Par la suite, ce particulier a demandé à la société Google LLC de supprimer des liens redirigeant vers deux comptes rendus d’audience relatant cette condamnation pénale, publiés sur le site internet du journal « Le Républicain lorrain ».
Après que la société Google LLC lui a opposé une fin de non-recevoir, le particulier a assigné cette dernière en référé, en se fondant sur son droit d’opposition, aux fins de déréférencement desdits liens.
Le particulier fait ici grief à l’arrêt d’avoir rejeté sa demande de déréférencement, alors même que l’article 9 de la loi n°78-17 du 6 janvier 1978, dans sa rédaction applicable en l’espèce, restreignait la mise en œuvre des traitements de données à caractère personnel relatives aux infractions, condamnations et mesures de sûreté, à une liste de personnes limitativement énumérées, parmi lesquelles ne figurent pas les exploitants de moteur de recherche.
La Cour de cassation a indiqué que le Conseil d’Etat a, par décision du 24 février 2017, renvoyé à la CJUE un certain nombre de questions préjudicielles, parmi lesquelles :
« Eu égard aux responsabilités, aux compétences et aux possibilités spécifiques de l’exploitant d’un moteur de recherche, l’interdiction faite aux autres responsables de traitement de traiter des données relevant des paragraphes 1 et 5 de l’article 8 de la directive du 24 octobre 1995, sous réserve des exceptions prévues par ce texte, est-elle également applicable à cet exploitant en tant que responsable du traitement que constitue ce moteur ? »

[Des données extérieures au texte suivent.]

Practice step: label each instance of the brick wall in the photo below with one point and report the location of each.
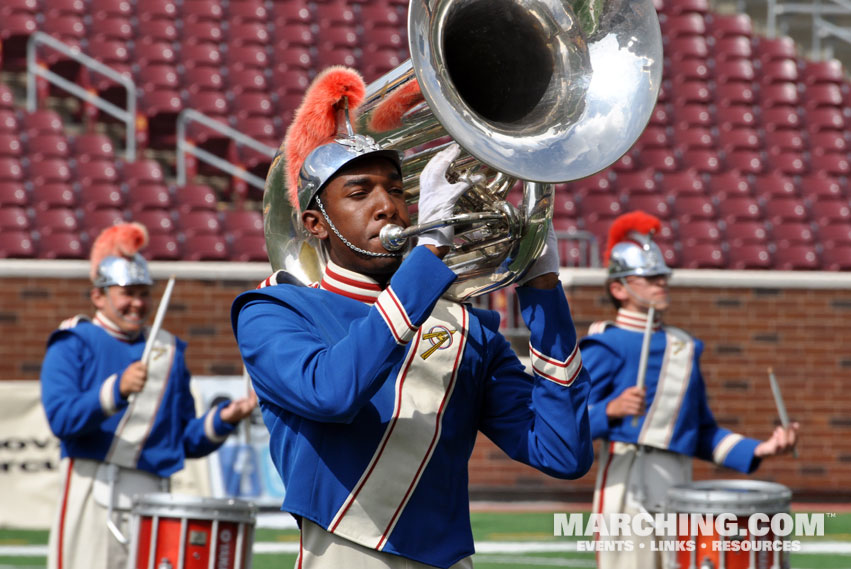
(803, 334)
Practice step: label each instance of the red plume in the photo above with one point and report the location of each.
(638, 221)
(315, 121)
(122, 240)
(388, 114)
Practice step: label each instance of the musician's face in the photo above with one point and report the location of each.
(361, 200)
(125, 306)
(641, 292)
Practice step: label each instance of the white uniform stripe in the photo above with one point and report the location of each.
(395, 317)
(670, 390)
(562, 372)
(724, 446)
(424, 386)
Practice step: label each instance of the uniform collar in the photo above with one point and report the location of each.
(636, 321)
(112, 328)
(349, 284)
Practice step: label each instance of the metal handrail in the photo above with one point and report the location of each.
(185, 147)
(127, 116)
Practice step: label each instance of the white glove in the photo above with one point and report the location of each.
(438, 196)
(547, 261)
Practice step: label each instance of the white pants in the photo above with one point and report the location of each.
(629, 482)
(79, 538)
(320, 549)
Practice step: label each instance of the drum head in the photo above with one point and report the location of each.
(740, 497)
(194, 507)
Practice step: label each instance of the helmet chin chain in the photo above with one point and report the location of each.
(646, 302)
(345, 241)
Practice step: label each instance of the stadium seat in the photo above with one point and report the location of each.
(10, 145)
(238, 223)
(688, 208)
(53, 195)
(780, 210)
(60, 245)
(199, 222)
(684, 182)
(162, 247)
(93, 222)
(652, 204)
(749, 257)
(792, 233)
(47, 146)
(819, 186)
(157, 29)
(101, 195)
(599, 206)
(195, 197)
(55, 220)
(734, 94)
(13, 194)
(10, 169)
(14, 218)
(205, 248)
(796, 258)
(778, 95)
(831, 164)
(46, 170)
(736, 209)
(95, 171)
(738, 233)
(148, 196)
(248, 249)
(702, 256)
(826, 211)
(837, 258)
(16, 244)
(157, 221)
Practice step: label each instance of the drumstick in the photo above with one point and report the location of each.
(158, 320)
(781, 408)
(645, 351)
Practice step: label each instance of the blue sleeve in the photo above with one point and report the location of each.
(293, 366)
(542, 420)
(717, 444)
(71, 409)
(603, 365)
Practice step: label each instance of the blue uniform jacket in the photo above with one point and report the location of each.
(612, 358)
(324, 367)
(78, 362)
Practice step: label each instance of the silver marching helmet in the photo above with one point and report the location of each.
(123, 271)
(639, 256)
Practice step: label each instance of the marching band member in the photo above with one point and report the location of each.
(124, 426)
(373, 387)
(651, 433)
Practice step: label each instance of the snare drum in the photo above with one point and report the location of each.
(726, 507)
(172, 531)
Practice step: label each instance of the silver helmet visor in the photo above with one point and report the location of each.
(121, 271)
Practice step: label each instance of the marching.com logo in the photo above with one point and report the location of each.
(681, 532)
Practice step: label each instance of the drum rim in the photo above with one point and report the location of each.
(166, 505)
(739, 497)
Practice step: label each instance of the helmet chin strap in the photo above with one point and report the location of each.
(346, 242)
(645, 302)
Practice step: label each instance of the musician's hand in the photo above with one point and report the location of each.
(781, 441)
(238, 409)
(629, 403)
(133, 379)
(543, 273)
(438, 196)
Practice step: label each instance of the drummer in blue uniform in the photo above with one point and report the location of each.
(651, 433)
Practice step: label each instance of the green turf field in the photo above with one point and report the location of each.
(492, 530)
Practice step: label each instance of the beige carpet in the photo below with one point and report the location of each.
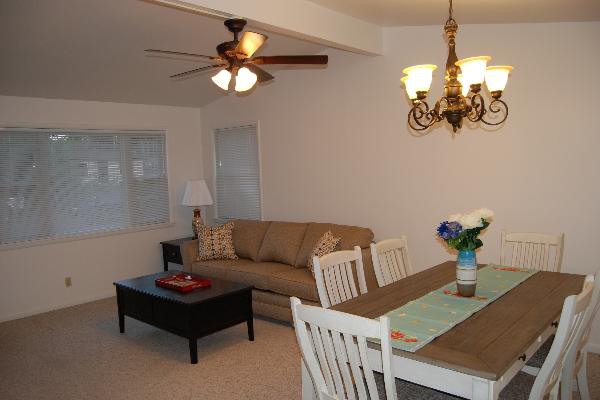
(78, 353)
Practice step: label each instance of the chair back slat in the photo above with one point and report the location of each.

D’autres questions étaient également posées par le Conseil d’Etat, notamment sur le point de savoir si, en cas de réponse positive à cette première question, l’exploitant d’un moteur de recherche devait faire systématiquement droit aux demandes de déréférencement portant sur des liens menant vers des pages web qui traitent de telles données.
A l’inverse, en cas de réponse négative à la première question, le Conseil d’Etat s’est interrogé sur le point de savoir quelles exigences spécifiques l’exploitant d’un moteur de recherche devait satisfaire, compte tenu de ses responsabilités, de ses compétences et de ses possibilités. De plus, le Conseil d’Etat a interrogé la CJUE afin de savoir si, lorsqu’un exploitant de moteur de recherche constate que des pages web vers lesquelles mènent les liens dont le référencement est demandé comportent des données dont la publication, sur lesdites pages, est illicite, les dispositions de la directive du 24 octobre 1995 doivent-elles être interprétées en ce sens :
- qu’elles imposent à l’exploitant d’un moteur de recherche de supprimer ces liens de la liste des résultats affichés à la suite d’une recherche effectuée à partir du nom du demandeur ?
- ou qu’elles impliquent seulement qu’il prenne en compte cette circonstance pour apprécier le bien-fondé de la demande de déréférencement ?
- ou que cette circonstance est sans incidence sur l’appréciation qu’il doit porter ?
La Cour de cassation, en conséquence, a sursis à statuer sur le pourvoi jusqu’au prononcé de la décision de la CJUE dans l’affaire en cause (référence : C-136/17).